Questa dinamica ha già attirato l'attenzione dei massimi organi di controllo: la Federal Trade Commission (FTC, USA) ha chiarito in più occasioni che l'uso di algoritmi condivisi per fissare i prezzi costituisce una violazione delle norme sulla concorrenza, equiparando l'algoritmo a un intermediario umano in carne ed ossa. Vale la pena notare, tuttavia, che il post originale sul blog della FTC non è più disponibile Tuttavia, dimostrare l'intento collusivo quando il "cospiratore" è una rete neurale rimane una sfida giuridica monumentale.
I rischi per le aziende
Dunque, attivare sistemi AI che gestiscono i prezzi in autonomia è possibile, ma si rischia di violare le leggi antitrust senza nemmeno saperlo.
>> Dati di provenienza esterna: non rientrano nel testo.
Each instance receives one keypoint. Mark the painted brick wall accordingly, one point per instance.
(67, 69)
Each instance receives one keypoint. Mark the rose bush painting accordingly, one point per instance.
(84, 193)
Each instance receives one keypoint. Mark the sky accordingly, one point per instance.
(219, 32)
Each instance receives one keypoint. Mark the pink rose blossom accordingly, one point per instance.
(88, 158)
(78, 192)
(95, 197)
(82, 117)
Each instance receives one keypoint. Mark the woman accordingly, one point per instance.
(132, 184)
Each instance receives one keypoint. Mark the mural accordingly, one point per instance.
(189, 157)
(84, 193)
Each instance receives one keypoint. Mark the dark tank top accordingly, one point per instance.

Per i manager e i decisori aziendali, ignorare questo fenomeno è pericoloso.
Le autorità non stanno a guardare: avevamo già analizzato come lo stato di New York abbia vietato specifici software di pricing nel settore immobiliare, creando un precedente legislativo che potrebbe presto espandersi ad altri settori. L'idea che l'efficienza tecnologica giustifichi qualsiasi risultato di mercato sta crollando sotto il peso delle sanzioni normative.
Inoltre, c'è un tema di fiducia. Se da un lato la trasparenza sui prezzi algoritmici può essere uno strumento di marketing, come discusso in precedenza su queste pagine, dall'altro l'opacità dei meccanismi di collusione rischia di distruggere la reputazione aziendale. Un'azienda che si affida ciecamente a fornitori terzi per il pricing dinamico potrebbe trovarsi complice di un cartello senza nemmeno saperlo, esponendosi a class action e danni d'immagine incalcolabili.
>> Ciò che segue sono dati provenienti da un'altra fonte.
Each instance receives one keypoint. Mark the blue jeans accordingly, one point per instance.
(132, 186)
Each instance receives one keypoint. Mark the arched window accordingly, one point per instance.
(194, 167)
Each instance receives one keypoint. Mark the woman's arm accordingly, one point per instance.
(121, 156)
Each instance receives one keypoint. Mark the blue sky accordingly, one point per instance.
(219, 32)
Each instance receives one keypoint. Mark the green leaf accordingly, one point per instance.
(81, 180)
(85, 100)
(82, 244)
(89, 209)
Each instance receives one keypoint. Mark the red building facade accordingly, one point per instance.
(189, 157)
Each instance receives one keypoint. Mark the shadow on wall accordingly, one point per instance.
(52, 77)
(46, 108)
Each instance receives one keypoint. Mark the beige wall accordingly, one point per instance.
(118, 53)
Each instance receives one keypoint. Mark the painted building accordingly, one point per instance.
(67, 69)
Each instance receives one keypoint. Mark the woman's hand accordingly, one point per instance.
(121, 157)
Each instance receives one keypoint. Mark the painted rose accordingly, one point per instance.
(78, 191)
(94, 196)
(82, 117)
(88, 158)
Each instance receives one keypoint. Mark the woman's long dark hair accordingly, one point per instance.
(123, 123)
Le aziende devono dunque integrare processi di auditing algoritmico che verifichino non solo l'efficienza del software, ma anche il suo comportamento "etico", o che almeno sia rispettoso delle norme vigenti. Probabilmente la compliance futura richiederà di dimostrare che l'algoritmo è stato programmato con vincoli specifici per prevenire la collusione, ribaltando l'onere della prova.
Siamo pronti ad accettare un'economia dove le decisioni critiche sul valore delle cose sono delegate a macchine che hanno imparato a ingannare il libero mercato meglio degli umani?